Il se trouve que lorsque Reich et Shukron ont commencé leurs fouilles à proximité de la source de Gihon, la limite de leur zone se trouvait juste à côté de l’une des plus célèbres cavernes souterraines de Jérusalem, connue aujourd’hui sous le nom de puits de Warren. Ils ont décidé de relier la nouvelle zone de fouilles à la caverne souterraine afin de faciliter le passage des touristes qui, depuis la partie horizontale du système de puits, se rendraient directement à la source et continueraient ensuite jusqu’à l’entrée du tunnel d’Ézéchias. Cela a également permis à Reich et Shukron de procéder à une nouvelle investigation du puits.

Depuis sa découverte en 1867 par Sir Charles Warren, le système de puits a suscité l’intérêt des spécialistes de la Bible en raison de son lien fascinant avec la façon dont Jérusalem a été conquise par les hommes de David. En reliant deux passages des Écritures trouvés dans Samuel et Chroniques, les érudits ont considéré qu’il s’agissait du passage souterrain utilisé par Joab pour conquérir la ville vers 1000 avant J.-C. Cependant, après avoir analysé la zone dans leurs fouilles, Reich et Shukron ont conclu que seule la partie horizontale du tunnel était utilisée à l’époque de David et faisait partie de la construction de l’âge du bronze moyen. Selon eux, la partie verticale du puits n’a été reliée à la partie horizontale qu’au cours du huitième siècle avant notre ère. (Voir l’infographie, page 18, pour un schéma de l’ensemble de l’aqueduc).

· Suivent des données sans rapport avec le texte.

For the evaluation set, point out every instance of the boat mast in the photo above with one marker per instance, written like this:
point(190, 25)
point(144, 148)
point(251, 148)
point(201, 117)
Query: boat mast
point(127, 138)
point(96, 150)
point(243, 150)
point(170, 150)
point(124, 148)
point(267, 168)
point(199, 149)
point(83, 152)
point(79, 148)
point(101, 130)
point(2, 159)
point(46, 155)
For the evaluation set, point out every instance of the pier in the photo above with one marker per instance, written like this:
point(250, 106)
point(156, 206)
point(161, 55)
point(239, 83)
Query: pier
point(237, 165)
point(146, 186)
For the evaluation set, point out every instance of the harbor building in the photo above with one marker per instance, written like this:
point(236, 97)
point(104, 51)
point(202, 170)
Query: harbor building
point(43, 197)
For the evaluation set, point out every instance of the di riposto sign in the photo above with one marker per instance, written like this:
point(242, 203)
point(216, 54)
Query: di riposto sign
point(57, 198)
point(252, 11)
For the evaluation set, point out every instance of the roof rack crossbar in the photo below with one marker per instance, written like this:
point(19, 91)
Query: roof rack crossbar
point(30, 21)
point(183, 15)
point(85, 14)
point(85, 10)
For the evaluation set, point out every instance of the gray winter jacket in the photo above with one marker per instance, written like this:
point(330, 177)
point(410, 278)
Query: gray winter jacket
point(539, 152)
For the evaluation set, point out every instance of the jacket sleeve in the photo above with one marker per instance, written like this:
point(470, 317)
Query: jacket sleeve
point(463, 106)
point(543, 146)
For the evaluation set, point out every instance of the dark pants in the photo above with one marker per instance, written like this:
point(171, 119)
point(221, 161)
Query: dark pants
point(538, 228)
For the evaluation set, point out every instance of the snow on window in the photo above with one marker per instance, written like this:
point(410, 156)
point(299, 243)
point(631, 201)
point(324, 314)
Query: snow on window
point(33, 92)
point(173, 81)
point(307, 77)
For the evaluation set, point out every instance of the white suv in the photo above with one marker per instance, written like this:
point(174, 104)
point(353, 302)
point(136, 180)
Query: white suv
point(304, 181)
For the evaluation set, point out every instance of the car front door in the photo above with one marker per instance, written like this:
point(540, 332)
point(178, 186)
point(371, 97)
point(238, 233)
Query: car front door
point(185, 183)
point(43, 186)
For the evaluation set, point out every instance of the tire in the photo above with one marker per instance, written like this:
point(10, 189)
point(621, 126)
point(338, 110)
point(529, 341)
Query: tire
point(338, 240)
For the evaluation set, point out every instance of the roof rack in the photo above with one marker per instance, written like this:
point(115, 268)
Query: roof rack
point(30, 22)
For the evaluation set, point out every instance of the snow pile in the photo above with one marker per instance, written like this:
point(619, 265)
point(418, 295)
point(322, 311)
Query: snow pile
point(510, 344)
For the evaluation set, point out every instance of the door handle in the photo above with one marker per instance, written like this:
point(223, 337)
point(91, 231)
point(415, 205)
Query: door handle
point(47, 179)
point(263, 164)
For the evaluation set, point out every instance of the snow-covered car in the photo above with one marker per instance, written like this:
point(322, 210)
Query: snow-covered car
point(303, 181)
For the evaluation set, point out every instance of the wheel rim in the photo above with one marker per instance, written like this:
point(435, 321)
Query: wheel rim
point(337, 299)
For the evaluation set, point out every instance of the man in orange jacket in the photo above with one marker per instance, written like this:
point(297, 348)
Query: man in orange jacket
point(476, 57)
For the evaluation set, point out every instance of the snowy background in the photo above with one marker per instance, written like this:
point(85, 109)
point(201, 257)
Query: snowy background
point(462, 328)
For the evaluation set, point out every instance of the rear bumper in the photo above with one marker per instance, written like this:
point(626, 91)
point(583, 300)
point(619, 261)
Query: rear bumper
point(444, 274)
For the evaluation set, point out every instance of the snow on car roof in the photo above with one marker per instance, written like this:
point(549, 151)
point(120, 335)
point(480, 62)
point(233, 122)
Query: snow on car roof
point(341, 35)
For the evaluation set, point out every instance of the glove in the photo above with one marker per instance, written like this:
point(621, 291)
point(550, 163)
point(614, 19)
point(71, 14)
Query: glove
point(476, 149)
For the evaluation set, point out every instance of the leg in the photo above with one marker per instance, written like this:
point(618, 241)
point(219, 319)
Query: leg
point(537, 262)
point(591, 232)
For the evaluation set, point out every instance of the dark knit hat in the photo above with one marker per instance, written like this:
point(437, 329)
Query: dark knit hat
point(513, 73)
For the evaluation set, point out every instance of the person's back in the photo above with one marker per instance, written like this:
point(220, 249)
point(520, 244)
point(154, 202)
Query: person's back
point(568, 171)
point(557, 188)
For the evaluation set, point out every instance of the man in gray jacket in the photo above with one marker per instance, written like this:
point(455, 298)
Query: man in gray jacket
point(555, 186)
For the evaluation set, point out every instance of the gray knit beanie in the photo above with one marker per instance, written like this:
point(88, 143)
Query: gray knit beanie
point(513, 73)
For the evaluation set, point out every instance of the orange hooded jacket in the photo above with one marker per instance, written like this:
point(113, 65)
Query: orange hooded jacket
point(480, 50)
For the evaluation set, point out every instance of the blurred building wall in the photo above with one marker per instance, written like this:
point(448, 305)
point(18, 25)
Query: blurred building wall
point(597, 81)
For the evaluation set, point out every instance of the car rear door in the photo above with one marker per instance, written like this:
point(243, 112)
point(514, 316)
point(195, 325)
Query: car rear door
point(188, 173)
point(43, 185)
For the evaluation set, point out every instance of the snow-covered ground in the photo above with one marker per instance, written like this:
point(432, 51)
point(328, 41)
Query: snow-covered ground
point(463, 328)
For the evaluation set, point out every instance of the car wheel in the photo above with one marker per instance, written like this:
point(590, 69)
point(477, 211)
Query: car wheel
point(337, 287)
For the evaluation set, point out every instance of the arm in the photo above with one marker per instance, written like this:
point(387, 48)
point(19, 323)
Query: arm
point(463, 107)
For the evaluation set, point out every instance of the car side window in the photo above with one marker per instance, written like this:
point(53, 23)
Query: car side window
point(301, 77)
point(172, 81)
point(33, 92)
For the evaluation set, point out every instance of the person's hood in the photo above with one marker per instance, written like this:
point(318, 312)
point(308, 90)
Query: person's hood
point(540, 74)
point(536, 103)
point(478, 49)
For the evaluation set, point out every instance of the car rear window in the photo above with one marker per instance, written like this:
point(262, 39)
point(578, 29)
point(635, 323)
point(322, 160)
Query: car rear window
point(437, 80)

Selon Reich, la partie horizontale du puits de Warren a été construite à l’âge de bronze moyen et devait être reliée au passage fortifié, permettant aux habitants de Jérusalem d’amener l’eau dans la ville haute depuis la chambre ronde du bassin. Ils fondent cette hypothèse sur un certain nombre de facteurs. Tout d’abord, la partie horizontale du tunnel a été taillée directement dans le calcaire plus tendre et se trouve au-dessus d’une forme de roche beaucoup plus dure. Les murs protégeant le passage fortifié ont également été construits directement sur cette couche de pierre dure. D’un point de vue pratique, il est également logique qu’il n’y ait pas eu besoin de deux points d’accès à l’eau juste à côté l’un de l’autre à la même période.

Deuxièmement, bien que l’ensemble du tunnel ait été fouillé par Parker, puis par Yigal Shiloh dans les années 1980, il restait encore du matériel datable conservé le long de la partie inférieure du tunnel, juste à côté de l’entrée du puits vertical lui-même. En effet, parmi les restes d’éclats de roche provenant de l’exploitation de la partie inférieure près du puits vertical, ils ont trouvé des poteries du huitième siècle avant J.-C., bien après l’âge de bronze moyen.

Ainsi, une nouvelle théorie voit le jour : initialement, lors de la création du tunnel d’Ézéchias, toute l’eau de la source de Gihon a été détournée vers la piscine de Siloé, au sud-ouest de la ville. Pourtant, il est logique que la partie supérieure de la ville ait encore besoin d’un accès à l’eau. Ainsi, la partie horizontale du puits a été abaissée pour accéder au puits vertical. Normalement, à un débit normal dans le tunnel d’Ézéchias, l’eau de la source ne s’accumule pas à une profondeur suffisante au fond du puits vertical pour qu’on puisse facilement y laisser tomber et remplir un seau. Cependant, la découverte récente des vestiges d’une porte d’écluse du huitième siècle avant J.-C. à l’extrémité sud du tunnel d’Ézéchias (voir page 22) pourrait certainement augmenter le niveau de l’eau qui s’accumule au fond du puits de Warren. Ainsi, la partie supérieure de la ville aurait pu accéder à la source de Gihon par le système du puits de Warren au cours du huitième siècle avant notre ère.